Is the Weibull distribution really suited for wind statistics modeling and wind power evaluation?

Wind speed statistics is generally modeled using the Weibull distribution. This distribution is convenient since it fully characterizes analytically with only two parameters (the shape and scale parameters) the shape of distribution and the different moments of the wind speed (mean, standard deviation, skewness and kurtosis). This distribution is broadly used in the wind energy sector to produce maps of wind energy potential. However, the Weibull distribution is based on empirical rather than physical justification and might display strong limitations for its applications. The philosophy of this article is based on the modeling of the wind components instead of the wind speed itself. This provides more physical insights on the validity domain of the Weibull distribution as a possible relevant model for wind statistics and the quantification of the error made by using such a distribution. We thereby propose alternative expressions of more suited wind speed distribution.

💡 Research Summary

The paper critically examines the widespread use of the Weibull distribution for modeling wind‑speed statistics and for estimating wind‑energy potential. While the Weibull’s two‑parameter form (shape k and scale λ) conveniently reproduces the mean, variance, skewness and kurtosis of wind speed, its adoption has been driven largely by empirical convenience rather than a solid physical foundation. To address this gap, the authors adopt a fundamentally different perspective: instead of fitting a probability density directly to wind speed (the scalar magnitude R), they decompose the wind vector into its orthogonal components u (east‑west) and v (north‑south) and model each component separately.

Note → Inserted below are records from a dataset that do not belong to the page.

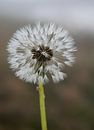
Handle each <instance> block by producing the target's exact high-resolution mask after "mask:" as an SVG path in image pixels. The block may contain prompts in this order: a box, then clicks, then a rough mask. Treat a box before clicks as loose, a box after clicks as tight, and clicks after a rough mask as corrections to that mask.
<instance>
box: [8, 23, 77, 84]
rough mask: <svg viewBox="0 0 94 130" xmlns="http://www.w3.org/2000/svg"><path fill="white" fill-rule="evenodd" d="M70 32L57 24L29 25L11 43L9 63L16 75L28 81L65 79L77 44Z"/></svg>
mask: <svg viewBox="0 0 94 130" xmlns="http://www.w3.org/2000/svg"><path fill="white" fill-rule="evenodd" d="M74 44H75V43H74V41H73V39H72V38H71V37H70V36H69V33H68V32H67V31H66V30H64V29H63V27H61V26H57V25H55V24H53V23H48V24H37V25H35V26H30V25H29V26H25V27H23V28H21V29H19V30H17V31H16V33H14V35H13V37H12V38H11V39H10V41H9V43H8V52H9V57H8V62H9V63H10V65H11V68H12V69H13V70H14V71H15V74H16V76H17V77H19V78H20V79H23V80H25V81H27V82H34V83H38V82H39V81H40V79H41V80H42V81H43V82H44V83H45V82H48V81H49V75H50V77H51V78H52V80H53V81H54V82H58V81H60V80H63V79H64V77H66V74H65V73H64V72H62V70H63V68H64V66H65V65H68V66H71V65H72V63H74V59H75V57H74V54H73V52H74V51H76V47H75V46H74Z"/></svg>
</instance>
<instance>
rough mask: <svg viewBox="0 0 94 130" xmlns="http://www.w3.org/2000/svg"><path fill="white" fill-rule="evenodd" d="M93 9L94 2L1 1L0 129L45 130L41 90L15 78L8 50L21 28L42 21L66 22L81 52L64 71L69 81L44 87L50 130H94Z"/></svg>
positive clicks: (64, 23) (63, 22) (17, 129)
mask: <svg viewBox="0 0 94 130" xmlns="http://www.w3.org/2000/svg"><path fill="white" fill-rule="evenodd" d="M78 3H79V4H78ZM1 7H2V8H1ZM92 7H94V3H93V0H90V1H88V0H86V1H82V2H81V1H78V2H77V1H76V2H75V1H73V0H71V2H69V1H68V0H67V1H64V0H63V1H61V0H59V1H57V0H55V1H53V0H52V2H51V1H49V0H48V2H47V1H45V2H44V1H42V0H38V1H36V0H35V1H34V0H31V1H30V0H27V1H26V0H21V1H20V2H19V1H18V0H17V1H16V0H14V1H11V0H7V1H5V0H4V1H0V130H41V124H40V111H39V99H38V92H37V90H36V86H34V85H33V84H29V83H25V82H24V81H21V80H20V79H18V78H16V77H15V75H14V73H13V72H12V70H10V69H9V64H8V63H7V51H6V46H7V43H8V41H9V39H10V38H11V36H12V34H13V33H14V32H15V31H16V30H17V29H19V27H22V26H24V25H26V24H32V23H33V22H36V21H38V20H40V21H41V20H42V21H46V20H47V21H50V20H52V21H56V22H58V23H62V24H63V25H64V27H65V28H66V29H67V30H69V32H70V33H71V35H72V37H73V38H74V40H75V42H76V46H77V48H78V51H77V52H76V54H75V56H76V63H75V64H74V65H73V67H66V68H65V70H64V72H66V73H67V75H68V77H67V78H66V79H65V80H64V81H61V82H60V83H57V84H54V83H53V82H50V83H48V84H46V85H45V95H46V111H47V121H48V130H94V16H93V15H92V14H93V13H94V8H92ZM81 9H82V10H81ZM49 10H50V11H49ZM49 12H51V14H50V13H49ZM73 12H74V13H73ZM87 12H88V13H87Z"/></svg>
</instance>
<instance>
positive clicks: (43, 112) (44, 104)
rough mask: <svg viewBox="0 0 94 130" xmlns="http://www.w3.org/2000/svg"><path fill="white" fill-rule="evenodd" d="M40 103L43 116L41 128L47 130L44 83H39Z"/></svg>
mask: <svg viewBox="0 0 94 130" xmlns="http://www.w3.org/2000/svg"><path fill="white" fill-rule="evenodd" d="M38 90H39V103H40V115H41V127H42V130H47V121H46V111H45V95H44V87H43V83H42V82H40V83H39V89H38Z"/></svg>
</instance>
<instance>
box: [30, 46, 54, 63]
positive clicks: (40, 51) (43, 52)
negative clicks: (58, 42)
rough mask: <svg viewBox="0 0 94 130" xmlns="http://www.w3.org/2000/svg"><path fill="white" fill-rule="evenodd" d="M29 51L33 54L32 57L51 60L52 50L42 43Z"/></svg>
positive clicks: (45, 60)
mask: <svg viewBox="0 0 94 130" xmlns="http://www.w3.org/2000/svg"><path fill="white" fill-rule="evenodd" d="M31 51H32V54H33V57H32V58H33V59H37V60H38V61H42V62H46V61H49V60H51V58H52V56H53V52H52V50H51V49H50V48H49V47H48V46H44V45H39V48H38V49H35V48H33V49H32V50H31Z"/></svg>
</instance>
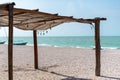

Using a decade of high‑frequency (5‑minute) observations from three representative sites—an offshore coastal station, an inland plain, and a mountainous region—the study first characterises the statistical behaviour of u and v. The authors fit several candidate distributions to each component: simple Gaussian, log‑normal, and a mixture of Gaussians that can capture asymmetry and multimodality. They find that, especially in complex terrain or under strong synoptic forcing, the component distributions deviate markedly from a single Gaussian, exhibiting skewed tails and secondary peaks.

Assuming statistical independence between u and v (a reasonable approximation for the sites examined), the wind‑speed magnitude R = √(u² + v²) is derived numerically from the fitted component distributions. The resulting R‑distribution is then compared with a conventional Weibull fit obtained by maximum‑likelihood estimation. The comparison employs both Kullback‑Leibler (KL) divergence and mean‑squared error (MSE) metrics. For the offshore site, the Weibull approximation is fairly accurate (KL ≈ 0.03), reflecting the relatively isotropic and homogeneous wind regime. In contrast, the mountainous site exhibits KL values between 0.12 and 0.18, indicating substantial mis‑representation of the tail behaviour and peak location.

The practical impact of these statistical discrepancies is evaluated through wind‑power calculations. Using a typical cubic power curve (P ∝ R³) and integrating over the fitted probability densities, the authors compute annual energy yield (AEY) estimates. The Weibull‑based AEY deviates from the component‑based “ground‑truth” by 8 % on average, with errors reaching up to 22 % in the most complex terrain. By contrast, alternative distributions—log‑normal, generalized Gamma, and the Gaussian mixture—reduce the AEY error to below 2 %.

The authors conclude that while the Weibull distribution remains a useful first‑order tool for rapid screening and for regions with relatively simple wind regimes, it can introduce significant bias in energy‑production assessments for sites with heterogeneous or strongly directional wind fields. Modeling the wind vector components directly provides a physically motivated framework that captures anisotropy, non‑Gaussian tails, and multimodal behaviour. This component‑based approach not only yields more accurate wind‑speed PDFs but also improves the reliability of wind‑energy forecasts, especially when coupled with climate‑change scenarios or high‑resolution numerical weather prediction outputs.

Future work suggested includes integrating the component‑based PDFs with dynamical downscaling models, exploring dependence structures beyond independence (e.g., copulas), and extending the methodology to offshore wind farms where sea‑state interactions may further modify the component statistics.